Live cell fluorescence imaging and immunofluorescence
HCC1937, SK-OV-3, and SK-OV-3/MDR-1-6/6 cells were plated in PerkinElmer cell carrier imaging 96-well plates at a density of 8000–10,000 cells/well. HeLa and HeLa βIII-tubulin overexpressing human cervical cancer cells were plated in PerkinElmer cell carrier imaging 96-well plates at a density of 4000 cells/well. Cells were treated with vehicle control or compounds at the indicated final concentration for each individual experiment. Tubulin Tracker Green and siR-Tubulin stock solutions were prepared in anhydrous DMSO (Sigma Aldrich) at concentrations of 2 mM or 1 mM, respectively. Pluronic® F-127 (Invitrogen) was added at a 1:1 ratio from a 20% (w/v) DMSO stock solution where indicated. For live cell imaging, cells were imaged 5 h after treatment with compound and then washed with fresh media or Hank’s Balanced Salt Solution (HBSS) (Sigma-Aldrich) supplemented with 2 mM CaCl2 and 0.8 mM MgSO4 and imaged on the Operetta high content imager using Harmony software (PerkinElmer). HeLa and HeLa βIII-tubulin overexpressing human cervical cancer cells were treated with vehicle (ethanol), 0.5 µM or 5 µM of probes respectively for 5 h treatment in HBSS. Wells were washed prior to fixing with methanol. Images were taken with the Operetta at ×20. For colocalization experiments, cells were fixed with methanol after treatment and subjected to immunofluorescence for β-tubulin at 1:1000 (Sigma T-4026) with goat anti-mouse IgG (H + L) cross-absorbed secondary antibody, Texas Red-X at 1:200 (Invitrogen T-862), while the fluorescein-tagged taccalonolide was directly detected. Probe treated SK-OV-3 cells were imaged in medium prior to wash or in PBS after washing or chilling at −20 °C for 20 min and fixed with methanol. For confocal imaging, HCC1937 cells were treated with 0.05–5 µM taccalonolide probes for 6–24 h on glass coverslips in a 6-well plate and fixed with methanol prior to β-tubulin immunofluorescence at 1:1000 (Sigma T-4026) using goat anti-mouse IgG (H + L) cross-absorbed secondary antibody, Texas Red-X at 1:200 (Invitrogen T-862). Confocal images were acquired using a SP8 Leica DMi8 microscope using a ×63 oil objective. All images are representative of the phenotypes observed from examining multiple fields from at least 2 independent experiments.

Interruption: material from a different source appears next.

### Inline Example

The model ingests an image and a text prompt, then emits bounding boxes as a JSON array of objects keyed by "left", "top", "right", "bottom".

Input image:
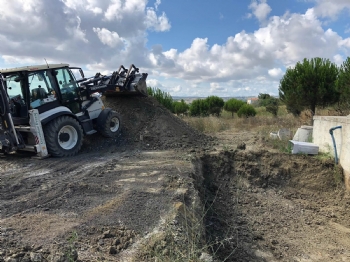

Tubulin polymerization assay
Biochemical tubulin polymerization assays were performed using purified porcine brain tubulin (Cytoskeleton). In individual wells of a 96-well plate, 1 µL of each ×100 drug stock was incubated with 20 µM porcine brain tubulin in GPEM glycerol buffer (1 mM GTP, 10% glycerol, 80 mM PIPES pH 6.9, 2 mM MgCl2 and 0.5 mM EGTA) in a final volume of 100 µL. Pure porcine tubulin was prepared on ice at 4 °C to inhibit tubulin polymerization until the assay was initiated, while the plate reader was pre-warmed to 37 °C. Tubulin polymerization was measured every minute for an hour by light scattering at 340 nm in a Spectramax plate reader using SoftMax software (Molecular Devices). Light scattering was normalized to the initial measurement for each well. For the probe-tubulin binding assay, samples were prepared on ice in tubes instead of a 96 well plate, and moved to a 37 °C heat block to initiate binding and polymerization. The time zero (0’) sample consisted of tubulin polymerization buffer prior to addition of taccalonolide probe. At each designated time point, 2 µL of the sample was added to 50 µL NuPAGE sample buffer with 20% β-Mercaptoethanol and 10% of the resulting sample was subjected to PAGE and immunoblotted for β-tubulin at 1:1000 (abcam, ab6046) or fluorescein at 1:500 (abcam, ab19491) with IRDye 680 or 800 goat anti-rabbit secondary antibodies at 1:10,000 (LI-COR Biosciences) and imaged on an Odyssey FC (LI-COR Biosciences).
Site-directed mutagenesis
The QuikChange II XL Site-Directed Mutagenesis Kit (Agilent Technologies) was used according to the manufacturer’s directions with any changes noted. The template for mutagenesis was the human TUBB1 ORF mammalian expression plasmid, C-GFPSpark tag from Sino Biological Inc. (HG11626-ACG) using the primers listed in Supplementary Table 9. After Dpn I digestion, amplification products were stored at 4 °C until transformation into DH10B or XL10-Gold competent cells. DNA constructs were isolated using the QIAGEN Plasmid Midi Kit and Thermo Scientific GeneJet Plasmid Mini Kit. DNA concentrations were measured using a NanoDrop 2000 (Thermo Fisher Scientific). All constructs were sequenced using GENEWIZ and sequences verified using SnapGene.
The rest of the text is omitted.